To live deliberately means to be aware of one’s life each minute, every day I think. Are you? Am I? Probably not but its an idea worth remembering and striving for. Henry started the movement to save the planet when it was not obvious that it was in danger — “In wildness is preservation of the world.” What a concept — one we need more than ever now.
Here is some of what we saw today:
Gary Synder wrote that the wildness of Nature is everywhere.
From “The Etiquette of Freedom,” an essay in Synder’s book “The Practice of the Wild” –
“But wildness is not limited to (places formally set aside on public lands).
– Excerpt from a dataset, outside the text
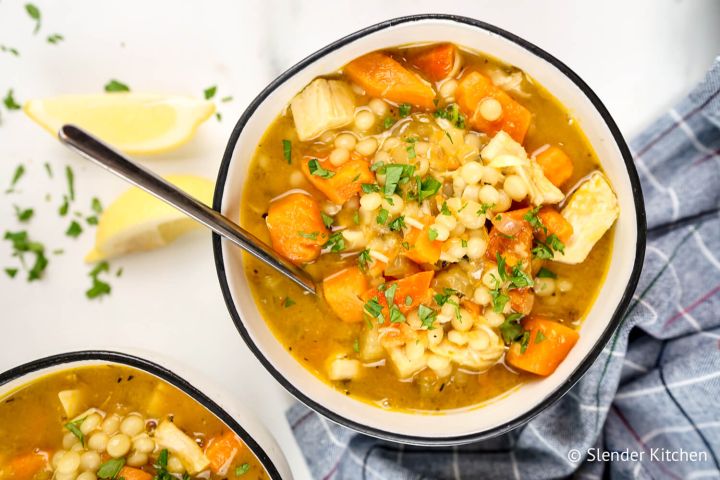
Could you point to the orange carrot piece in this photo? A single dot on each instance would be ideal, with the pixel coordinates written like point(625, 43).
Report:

Shifting scales, it is everywhere: ineradicable population of fungi, moss, mold, yeasts, and such that surround and inhabit us. Deer mice on our back porch, deer bounding across the freeway, pigeons in the park, spiders in the corners. There were crickets in the paint locker of the Sappa Creek oil tanker, as I worked as a wiper in the engine room out in mid-Pacific, cleaning brushes. Exquisite complex beings in their energy webs inhabiting the ferile corners of the urban world in accord with the rules of wild systems, the visible hardy stalks and stems of vacant lots and railroads, the persistent raccoon squads, bacteria in the loam of our yogurt……Civilization is permeable, and could be as inhabited as the wild is.”
Nature, wild Nature is the culture we swim in — it supports us even as we try to destroy it. We try to weed it out and debug it. But it persists. People move into cities looking for a better life and often they bring Nature with them because of old habits and ways of life. Many Chinese people and other orientals have moved into the Gravesend section of Brooklyn where my in-laws have lived for over 60 years. If they have a few feet of ground many plant squash and other crops. This is natural habitat for lots of wildlife including many sorts of insects. I’m guessing that my friend the praying mantis called the nearby squash patch home. But for some reason he was standing on the painted cement of the backyard (the whole yard is cement).
An even less natural section of Brooklyn is Sunset park near the docks. 53rd street and 1st avenue is where I took the photo above. Railroad tracks and warehouses, factories and stone — the doorway attracted my photographer’s eye but I didn’t pay much attention to the green sprouts coming up, as they always do, through the cracks below. Given time they would cover the building. Abandoned towns and cities soon are recovered by wild Nature.
The disease of European civilization came across the ocean during the age of exploration. Looking for natural resources the explorers started the ruin of North America’s Nature. But the resistance persists. Unbridled civilization will not work. Nature will out. If not we are doomed, I think.